Military drone pilots could be prosecuted as war criminals

A while ago, we were wondering whether killing a drone or UAV pilot counted as a legitimate act of war. Still no word on that one, but there’s more bad news for the CIA drone pilots in the form of a professor of national security law who suggests that the drone pilots – and their superiors – could be prosecuted for war crimes in the countries where their attacks take place:

Loyola Law School professor David Glazier, a former Navy surface warfare officer, said the pilots operating the drones from afar could — in theory — be hauled into court in the countries where the attacks occur. That’s because the CIA’s drone pilots aren’t combatants in a legal sense. “It is my opinion, as well as that of most other law-of-war scholars I know, that those who participate in hostilities without the combatant’s privilege do not violate the law of war by doing so, they simply gain no immunity from domestic laws,” he said.

“Under this view CIA drone pilots are liable to prosecution under the law of any jurisdiction where attacks occur for any injuries, deaths or property damage they cause,” Glazier continued. “But under the legal theories adopted by our government in prosecuting Guantánamo detainees, these CIA officers as well as any higher-level government officials who have authorized or directed their attacks are committing war crimes.”
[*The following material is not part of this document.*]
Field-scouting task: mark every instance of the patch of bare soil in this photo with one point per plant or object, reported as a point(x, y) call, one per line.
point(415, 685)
Somehow I can’t see that stopping the AfPak drone war any time soon, especially given how popular UAVs are with the US military nowadays – it’s gotta be easier to sign people up for battlefield wetwork when they can do it with no risk of being shot in return, I’m guessing. And hey, laws can always be superceded (or just plain ignored), especially if you end up winning.

Then again, they thought Nam would be a cakewalk, didn’t they?